A Senate committee took steps Wednesday to encourage local governments to be more open about their deliberations and to reduce the cost of obtaining records from local governments.
The Committee on Federal and State Affairs discussed Senate Bill 10, which would increase local governments’ compliance with the state’s open meetings and records laws, make it easier to request information under the Kansas Open Records Act and require minutes to be taken at any local meeting where the Kansas Open Meetings Act applies.
“The intent of this bill is to make government more accessible to the average Kansan out there,” the bill’s sponsor, Sen. Jacob LaTurner, R-Pittsburg, said.

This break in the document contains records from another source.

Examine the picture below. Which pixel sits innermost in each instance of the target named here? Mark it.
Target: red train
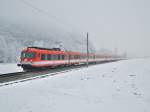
(35, 57)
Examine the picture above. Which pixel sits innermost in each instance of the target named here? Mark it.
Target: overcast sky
(122, 24)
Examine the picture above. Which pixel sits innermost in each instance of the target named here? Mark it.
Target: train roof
(54, 50)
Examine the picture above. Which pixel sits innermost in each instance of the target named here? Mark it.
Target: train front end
(27, 59)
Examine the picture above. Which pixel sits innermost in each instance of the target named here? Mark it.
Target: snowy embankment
(9, 68)
(122, 86)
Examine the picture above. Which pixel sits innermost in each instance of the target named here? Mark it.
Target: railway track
(11, 78)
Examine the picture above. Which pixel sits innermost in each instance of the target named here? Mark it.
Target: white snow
(122, 86)
(9, 68)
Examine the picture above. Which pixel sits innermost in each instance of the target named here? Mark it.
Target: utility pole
(87, 49)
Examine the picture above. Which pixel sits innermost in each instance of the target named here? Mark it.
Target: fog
(121, 24)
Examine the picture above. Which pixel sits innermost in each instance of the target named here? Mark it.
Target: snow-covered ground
(9, 68)
(122, 86)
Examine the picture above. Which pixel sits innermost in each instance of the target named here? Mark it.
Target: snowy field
(9, 68)
(122, 86)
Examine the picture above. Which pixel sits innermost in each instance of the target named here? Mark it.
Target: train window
(43, 57)
(63, 57)
(49, 57)
(55, 57)
(59, 57)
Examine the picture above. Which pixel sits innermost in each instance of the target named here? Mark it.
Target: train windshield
(28, 55)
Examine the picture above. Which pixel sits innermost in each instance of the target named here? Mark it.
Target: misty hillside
(14, 37)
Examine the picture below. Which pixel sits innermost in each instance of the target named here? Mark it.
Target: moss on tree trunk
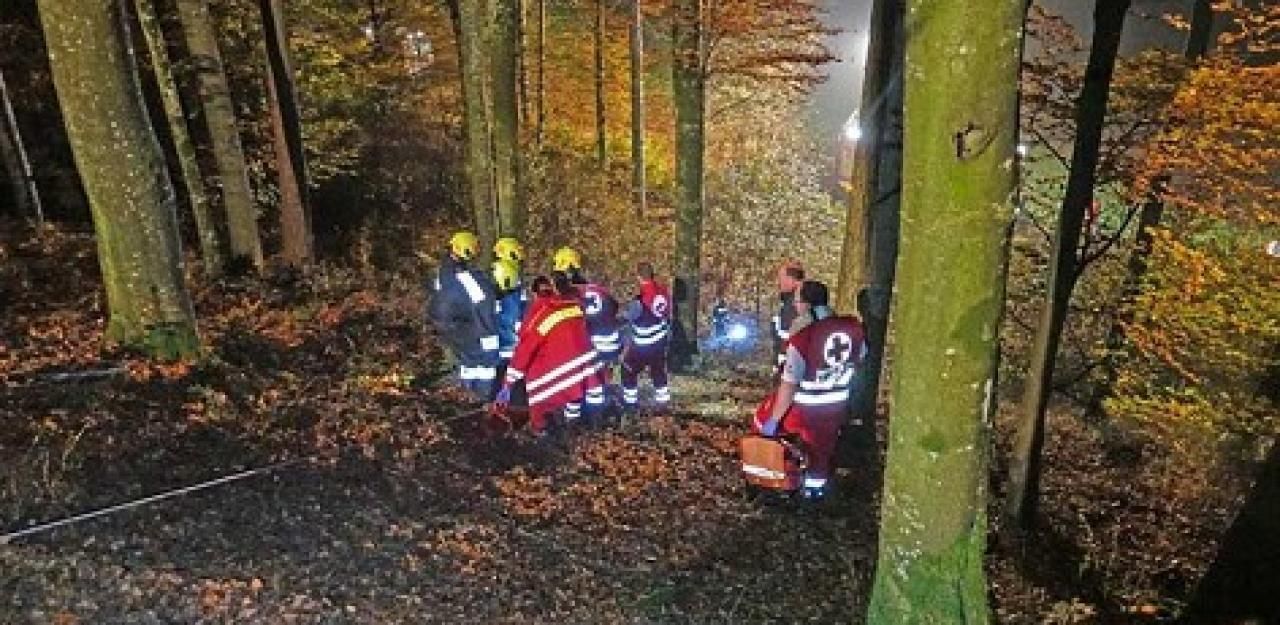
(124, 176)
(210, 245)
(961, 80)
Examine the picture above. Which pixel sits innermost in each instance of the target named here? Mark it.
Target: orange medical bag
(771, 462)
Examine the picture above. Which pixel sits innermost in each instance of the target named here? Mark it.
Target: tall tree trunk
(862, 183)
(602, 154)
(506, 119)
(210, 243)
(522, 62)
(124, 176)
(638, 178)
(882, 199)
(242, 232)
(956, 199)
(1024, 470)
(296, 237)
(14, 154)
(542, 73)
(689, 85)
(469, 23)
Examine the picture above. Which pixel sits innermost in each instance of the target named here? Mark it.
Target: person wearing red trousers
(817, 383)
(645, 350)
(553, 356)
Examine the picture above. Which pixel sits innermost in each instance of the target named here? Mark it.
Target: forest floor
(396, 509)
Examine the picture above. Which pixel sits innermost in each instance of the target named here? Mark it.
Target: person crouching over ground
(816, 388)
(553, 357)
(649, 315)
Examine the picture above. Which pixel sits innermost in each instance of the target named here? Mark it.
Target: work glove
(502, 400)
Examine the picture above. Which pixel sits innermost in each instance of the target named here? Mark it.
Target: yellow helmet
(506, 274)
(508, 249)
(566, 259)
(464, 245)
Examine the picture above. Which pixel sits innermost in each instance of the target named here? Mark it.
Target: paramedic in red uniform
(817, 382)
(602, 322)
(553, 356)
(649, 315)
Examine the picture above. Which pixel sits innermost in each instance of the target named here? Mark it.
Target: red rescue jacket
(553, 354)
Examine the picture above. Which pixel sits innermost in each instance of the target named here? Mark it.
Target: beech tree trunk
(242, 231)
(469, 23)
(958, 191)
(638, 174)
(1024, 471)
(17, 167)
(122, 167)
(206, 227)
(506, 118)
(689, 85)
(296, 236)
(881, 201)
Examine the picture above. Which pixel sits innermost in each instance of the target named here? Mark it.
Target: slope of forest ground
(398, 511)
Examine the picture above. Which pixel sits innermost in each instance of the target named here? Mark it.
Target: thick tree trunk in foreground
(296, 237)
(1024, 466)
(242, 232)
(124, 176)
(506, 119)
(958, 191)
(689, 85)
(602, 154)
(210, 243)
(638, 174)
(469, 22)
(17, 167)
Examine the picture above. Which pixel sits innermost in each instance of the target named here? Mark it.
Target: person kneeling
(816, 387)
(553, 356)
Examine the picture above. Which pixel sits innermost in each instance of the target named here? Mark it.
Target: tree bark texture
(242, 231)
(854, 258)
(542, 73)
(602, 154)
(882, 201)
(958, 191)
(638, 174)
(1024, 465)
(296, 236)
(206, 226)
(17, 167)
(506, 118)
(122, 167)
(469, 19)
(689, 85)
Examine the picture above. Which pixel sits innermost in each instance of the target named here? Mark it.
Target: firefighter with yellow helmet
(464, 311)
(602, 323)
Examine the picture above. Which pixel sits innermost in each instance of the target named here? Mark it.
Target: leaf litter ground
(401, 511)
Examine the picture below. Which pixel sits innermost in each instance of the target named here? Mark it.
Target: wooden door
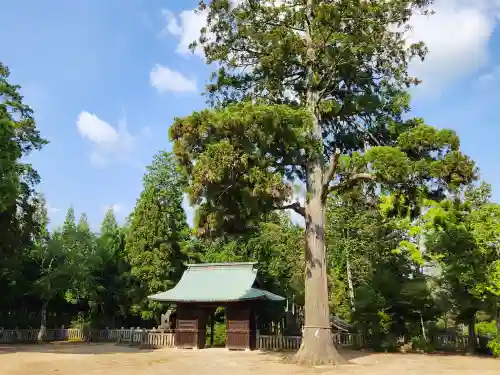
(190, 327)
(238, 328)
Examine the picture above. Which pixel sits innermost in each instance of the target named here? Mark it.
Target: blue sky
(106, 79)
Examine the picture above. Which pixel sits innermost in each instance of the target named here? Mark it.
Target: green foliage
(494, 346)
(486, 328)
(155, 235)
(421, 344)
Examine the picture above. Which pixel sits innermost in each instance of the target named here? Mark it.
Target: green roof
(216, 282)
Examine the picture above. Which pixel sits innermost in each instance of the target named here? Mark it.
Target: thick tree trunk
(317, 346)
(497, 318)
(349, 283)
(471, 347)
(43, 322)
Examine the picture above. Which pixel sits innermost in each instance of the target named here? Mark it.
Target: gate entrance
(204, 287)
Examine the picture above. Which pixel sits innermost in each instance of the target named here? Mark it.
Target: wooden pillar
(190, 327)
(238, 327)
(212, 328)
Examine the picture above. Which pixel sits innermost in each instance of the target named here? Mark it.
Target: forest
(401, 237)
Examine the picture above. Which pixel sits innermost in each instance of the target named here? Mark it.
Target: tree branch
(330, 173)
(350, 182)
(293, 206)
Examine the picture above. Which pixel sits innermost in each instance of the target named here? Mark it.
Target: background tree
(111, 289)
(313, 91)
(18, 227)
(155, 235)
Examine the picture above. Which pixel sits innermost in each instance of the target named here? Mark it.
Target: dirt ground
(110, 359)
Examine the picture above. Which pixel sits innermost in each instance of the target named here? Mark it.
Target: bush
(419, 343)
(486, 328)
(82, 323)
(494, 346)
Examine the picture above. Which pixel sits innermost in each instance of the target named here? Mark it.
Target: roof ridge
(228, 264)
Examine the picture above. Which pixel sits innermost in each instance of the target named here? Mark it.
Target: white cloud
(186, 27)
(51, 209)
(189, 210)
(109, 142)
(457, 36)
(491, 76)
(164, 79)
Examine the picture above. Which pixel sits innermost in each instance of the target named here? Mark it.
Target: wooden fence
(133, 336)
(162, 339)
(278, 342)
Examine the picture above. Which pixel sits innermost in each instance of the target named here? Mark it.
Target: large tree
(19, 228)
(314, 91)
(157, 229)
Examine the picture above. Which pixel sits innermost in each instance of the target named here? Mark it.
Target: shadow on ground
(64, 347)
(349, 355)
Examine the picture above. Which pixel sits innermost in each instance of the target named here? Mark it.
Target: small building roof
(217, 282)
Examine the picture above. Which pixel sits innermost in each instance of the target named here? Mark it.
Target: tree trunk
(349, 283)
(43, 322)
(497, 318)
(471, 347)
(317, 347)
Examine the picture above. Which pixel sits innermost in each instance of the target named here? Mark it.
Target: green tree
(110, 298)
(18, 226)
(313, 91)
(485, 225)
(54, 269)
(154, 238)
(454, 230)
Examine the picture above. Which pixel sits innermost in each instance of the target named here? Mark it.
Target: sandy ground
(110, 359)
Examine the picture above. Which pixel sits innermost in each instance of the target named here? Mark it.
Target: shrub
(486, 328)
(494, 346)
(419, 343)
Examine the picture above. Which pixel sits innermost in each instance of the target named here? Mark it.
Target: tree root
(317, 349)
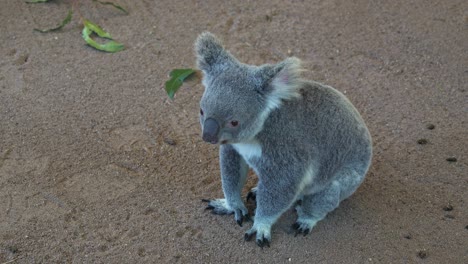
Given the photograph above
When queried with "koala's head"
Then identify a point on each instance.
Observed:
(238, 97)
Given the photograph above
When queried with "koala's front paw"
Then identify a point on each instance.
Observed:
(263, 237)
(221, 207)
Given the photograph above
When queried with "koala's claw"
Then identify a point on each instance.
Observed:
(219, 207)
(263, 237)
(251, 195)
(300, 228)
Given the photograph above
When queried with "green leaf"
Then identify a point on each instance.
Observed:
(64, 22)
(96, 29)
(112, 4)
(110, 46)
(36, 1)
(178, 76)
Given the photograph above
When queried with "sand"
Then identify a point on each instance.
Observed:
(97, 165)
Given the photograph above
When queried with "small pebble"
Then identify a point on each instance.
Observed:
(169, 141)
(451, 159)
(448, 208)
(422, 254)
(422, 141)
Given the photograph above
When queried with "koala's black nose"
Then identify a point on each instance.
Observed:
(210, 131)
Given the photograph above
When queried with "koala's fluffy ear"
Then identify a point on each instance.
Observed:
(283, 81)
(210, 53)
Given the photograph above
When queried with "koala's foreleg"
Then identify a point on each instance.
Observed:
(277, 190)
(233, 175)
(315, 207)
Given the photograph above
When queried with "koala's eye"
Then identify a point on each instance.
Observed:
(234, 123)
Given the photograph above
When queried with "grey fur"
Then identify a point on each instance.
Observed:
(305, 141)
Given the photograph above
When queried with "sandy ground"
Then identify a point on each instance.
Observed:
(97, 165)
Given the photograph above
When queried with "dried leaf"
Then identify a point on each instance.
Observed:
(64, 22)
(110, 46)
(178, 76)
(112, 4)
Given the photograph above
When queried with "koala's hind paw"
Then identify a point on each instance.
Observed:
(220, 207)
(303, 227)
(263, 235)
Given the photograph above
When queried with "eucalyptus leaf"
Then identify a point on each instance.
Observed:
(96, 29)
(178, 76)
(36, 1)
(64, 22)
(110, 46)
(112, 4)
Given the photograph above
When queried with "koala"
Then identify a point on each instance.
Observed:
(305, 141)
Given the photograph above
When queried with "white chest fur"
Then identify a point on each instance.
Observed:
(248, 150)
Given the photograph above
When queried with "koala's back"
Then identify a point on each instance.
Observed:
(322, 127)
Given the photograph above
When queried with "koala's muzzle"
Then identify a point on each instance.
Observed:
(210, 131)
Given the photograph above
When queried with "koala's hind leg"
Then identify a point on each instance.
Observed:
(315, 207)
(252, 194)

For those requesting documents subject to the open records law, LaTurner’s bill would establish a fee of no more than 10 cents per page of copied material and provide a free hour of staff time to collect information under a KORA request. Additional fees for staff time could vary between $20 and $50 per hour depending upon the employee’s job position.
Jan Jarman, of Wichita, said the bill would have been beneficial when she made an open records request after her daughter was forced to change schools. Jarman was told she would have to pay $1,000 to receive the documents. She took the money from her daughter’s college fund.
“It’s not democracy if they make it so expensive that you can’t afford to get the information that you need,” Jarman said.
SB 10 is being discussed during Sunshine Week, which is set aside each year to promote open government and the freedom of obtaining information. Although LaTurner said this timing was not planned, he thought of it as a happy coincidence.
Kim Winn, of Topeka, the deputy director of the League of Kansas Municipalities, said answering open records requests isn’t as easy as it may seem. She said clerks cannot just export information out of a database because it might include private data, such as health care information and Social Security numbers.